Łączna liczba wyświetleń

piątek, 26 listopada 2021

#recenzjePi "CIENIOSTRACH" Thomas Taylor (autor), Tom Booth (ilustracje)


Po MALAMANDRZE i GARGANTISIE wreszcie przyszedł czas na tom 3 WIDMOWEGO PORTU - CIENIOSTRACH. Przyznaję, że mocno czekałam na kolejną odsłonę przygód Herbiego Lemona i Violet Parmy. Są to bohaterowie, za którymi chce się podążać... i oficjalnie ogłaszam, że było to rewelacyjne ponowne spotkanie.


Ogromnie polubiłam całe uniwersum WIDMOWEGO PORTU, w którym mamy klimatyczne, nadmorskie miasteczko, stary hotel, Biuro Rzeczy Znalezionych i wielkie tajemnice, legendy, które jeżą włos na głowie.




Thomas Taylor posługuje się narracją pierwszoosobową i w tym przypadku jest to świetny zabieg. Oddał głos Herbiemu i ten głos jest rzeczywisty, słyszalny, absolutnie wiarygodny. Styl pisarza się nie nudzi, nie męczy, jak to np. stało się w przypadku stylu Marty Kisiel i jej MAŁEGO LICHA. Tutaj poza profesjonalnym wyczuciem słowa mamy ciągłą akcję, w tej książce cały czas coś się dzieje. Nie sposób się nudzić, a i też trudno odłożyć tę książkę na półkę nie skończywszy jej.

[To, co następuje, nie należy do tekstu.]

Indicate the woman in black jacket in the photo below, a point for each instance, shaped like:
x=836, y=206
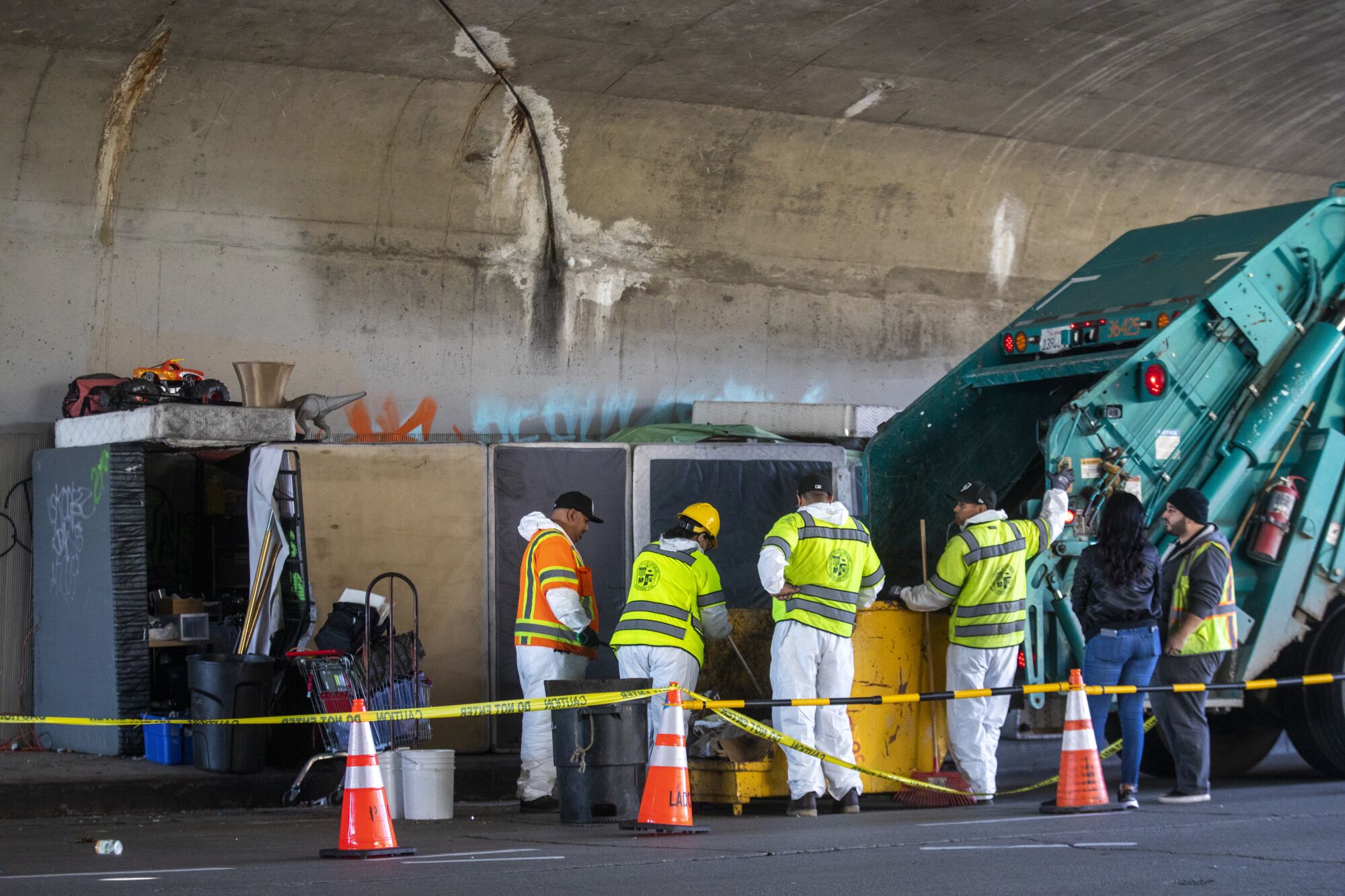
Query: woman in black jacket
x=1116, y=596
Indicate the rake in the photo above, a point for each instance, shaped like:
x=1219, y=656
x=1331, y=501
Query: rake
x=919, y=797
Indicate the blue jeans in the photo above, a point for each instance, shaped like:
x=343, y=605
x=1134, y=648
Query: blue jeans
x=1122, y=657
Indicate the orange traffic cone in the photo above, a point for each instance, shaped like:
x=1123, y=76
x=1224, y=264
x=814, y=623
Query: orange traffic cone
x=367, y=829
x=1082, y=787
x=666, y=805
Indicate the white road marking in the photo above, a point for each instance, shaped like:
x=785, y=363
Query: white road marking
x=502, y=858
x=478, y=852
x=1003, y=846
x=157, y=870
x=995, y=821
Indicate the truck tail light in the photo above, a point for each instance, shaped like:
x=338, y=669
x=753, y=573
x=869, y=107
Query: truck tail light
x=1153, y=380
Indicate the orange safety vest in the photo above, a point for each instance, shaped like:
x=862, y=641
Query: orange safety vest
x=552, y=561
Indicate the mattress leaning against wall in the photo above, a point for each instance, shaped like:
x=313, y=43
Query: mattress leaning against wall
x=527, y=478
x=420, y=510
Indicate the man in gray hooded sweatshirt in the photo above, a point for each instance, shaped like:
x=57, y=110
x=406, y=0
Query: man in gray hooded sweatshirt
x=1198, y=596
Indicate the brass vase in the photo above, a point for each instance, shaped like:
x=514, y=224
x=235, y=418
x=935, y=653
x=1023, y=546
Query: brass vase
x=263, y=382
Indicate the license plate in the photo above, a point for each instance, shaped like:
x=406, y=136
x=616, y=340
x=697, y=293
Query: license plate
x=1054, y=341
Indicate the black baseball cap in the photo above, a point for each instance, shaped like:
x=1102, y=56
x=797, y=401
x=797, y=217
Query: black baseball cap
x=974, y=493
x=816, y=481
x=578, y=501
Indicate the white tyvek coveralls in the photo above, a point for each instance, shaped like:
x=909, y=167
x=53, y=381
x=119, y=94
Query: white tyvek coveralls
x=536, y=666
x=666, y=665
x=974, y=724
x=810, y=662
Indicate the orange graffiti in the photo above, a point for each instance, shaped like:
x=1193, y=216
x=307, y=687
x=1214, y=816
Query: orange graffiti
x=391, y=424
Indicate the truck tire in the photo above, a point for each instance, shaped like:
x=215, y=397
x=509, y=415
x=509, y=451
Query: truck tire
x=1316, y=716
x=1238, y=741
x=206, y=392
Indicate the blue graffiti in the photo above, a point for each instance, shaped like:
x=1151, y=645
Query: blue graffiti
x=566, y=417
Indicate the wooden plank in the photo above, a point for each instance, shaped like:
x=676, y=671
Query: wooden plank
x=420, y=510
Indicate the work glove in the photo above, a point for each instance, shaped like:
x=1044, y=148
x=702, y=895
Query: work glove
x=1063, y=479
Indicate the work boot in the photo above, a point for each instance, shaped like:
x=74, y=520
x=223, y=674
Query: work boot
x=540, y=805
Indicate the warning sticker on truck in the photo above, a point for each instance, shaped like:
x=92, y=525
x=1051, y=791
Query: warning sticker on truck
x=1054, y=341
x=1167, y=444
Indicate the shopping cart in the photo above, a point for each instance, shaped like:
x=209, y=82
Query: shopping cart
x=334, y=681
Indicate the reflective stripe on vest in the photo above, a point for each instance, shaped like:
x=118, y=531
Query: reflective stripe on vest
x=828, y=568
x=664, y=608
x=992, y=607
x=1219, y=631
x=531, y=627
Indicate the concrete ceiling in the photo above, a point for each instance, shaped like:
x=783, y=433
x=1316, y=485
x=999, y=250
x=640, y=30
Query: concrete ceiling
x=1239, y=83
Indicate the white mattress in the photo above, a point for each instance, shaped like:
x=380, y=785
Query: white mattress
x=181, y=425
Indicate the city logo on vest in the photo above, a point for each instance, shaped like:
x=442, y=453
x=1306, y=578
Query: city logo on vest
x=646, y=575
x=839, y=565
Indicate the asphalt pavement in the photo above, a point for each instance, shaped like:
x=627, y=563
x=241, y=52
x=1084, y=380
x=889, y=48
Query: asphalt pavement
x=1278, y=831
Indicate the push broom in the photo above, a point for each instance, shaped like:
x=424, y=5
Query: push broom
x=919, y=797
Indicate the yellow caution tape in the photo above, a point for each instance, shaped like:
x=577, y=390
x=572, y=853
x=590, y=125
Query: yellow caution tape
x=766, y=732
x=1051, y=688
x=462, y=710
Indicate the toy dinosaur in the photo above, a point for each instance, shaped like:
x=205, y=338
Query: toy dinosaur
x=311, y=412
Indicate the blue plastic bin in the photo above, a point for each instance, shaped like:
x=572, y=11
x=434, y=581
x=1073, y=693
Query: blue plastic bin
x=167, y=744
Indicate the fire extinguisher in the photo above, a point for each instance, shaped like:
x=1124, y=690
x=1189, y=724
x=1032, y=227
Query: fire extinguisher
x=1274, y=522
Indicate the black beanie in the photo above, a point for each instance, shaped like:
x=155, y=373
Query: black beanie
x=1192, y=505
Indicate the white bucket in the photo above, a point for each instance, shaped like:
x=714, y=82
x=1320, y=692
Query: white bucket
x=391, y=767
x=427, y=783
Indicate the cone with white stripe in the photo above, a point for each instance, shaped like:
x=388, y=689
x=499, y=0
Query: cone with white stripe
x=1082, y=787
x=666, y=805
x=367, y=827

CIENIOSTRACH to potwór z cienia, który cieniami się karmi. Jest to jedna z wielu legend Widmowego Portu, a nasi bohaterowie będą musieli stawić mu czoło. Do akcji wkracza też nowa postać, rzekoma ciocia Herbiego... co z tego wyniknie? Musicie przeczytać sami.... a ja już nie mogę się doczekać kolejnego tomu.



Moim ulubieńcem jest kot Erwin i chyba nie jestem w tym osamotniona. Niby to postać drugoplanowa, ale pojawia się zawsze w najważniejszych momentach i posiada... cóż... posiada niezwykłe zdolności. Uwielbiam tego kota i to od pierwszego tomu! Jest też mechaniczny krab... którego się po prostu kocha.



Ten tom jest pełen sztuczek magicznych, tańczących cieni. głosów, a nawet mamy coś na kształt zombie. Trudno się oprzeć takiej mieszance... noooo i te LEGENDY nadmorskie i morskie... mokre i śliskie... ukryte w cieniu historii.



Wielkim atutem są też ilustracje Toma Bootha. Bardzo je lubię, wprowadzają odpowiednią atmosferę i chce się na nie patrzeć. Postaci są świetnie oddane i dla mnie właśnie tak wyglądają! Jeśli miałabym się do czegoś przyczepić, to może do okładki, bo tak jak OGROMNIE podobały mi się okładki I i II tomu, tak ta III nie trafiła w mój gust... wygląda trochę jak agresywna japońska animacja - ale to nie jest ważne - BO TA KSIĄŻKA i CAŁA SERIA jest WSPANIAŁA! Polecam i naprawdę nie mogę doczekać się kolejnego tomu.

pilnuj swojego cienia i zapal sknoconą świeczkę
8/10
tom 3
seria Widmowy Port
Wydawnictwo Wilga
π


12 komentarzy:

  1. Jakie klimatyczne zdjęcia. Ciekawa książeczka.

    OdpowiedzUsuń
  2. Narobiłaś mi apetytu na tę publikację. No i sesja zdjęciowa mega klimatyczna - taka mroczna i tajemnicza :)

    OdpowiedzUsuń
    Odpowiedzi
    1. :D cieszę się - świetna seria :)
      dziękuję... miało być mrocznie, więc fajnie, że się udało :)

      Usuń
  3. Love your photos! Yes, it does sound so intriguing. Wonderful read I am certain. Great to know of this series!

    OdpowiedzUsuń
  4. Wspaniale ozdobiłaś swój wpis, zdjęcia są po prostu cudowne! Jaka atmosfera!

    OdpowiedzUsuń
  5. Na razie nie mam tej serii w planach. Bardzo klimatyczne zdjęcia ci wyszły.
    Książki jak narkotyk

    OdpowiedzUsuń
  6. Coś czuję, że to coś dla mnie :) Świetne zdjęcia!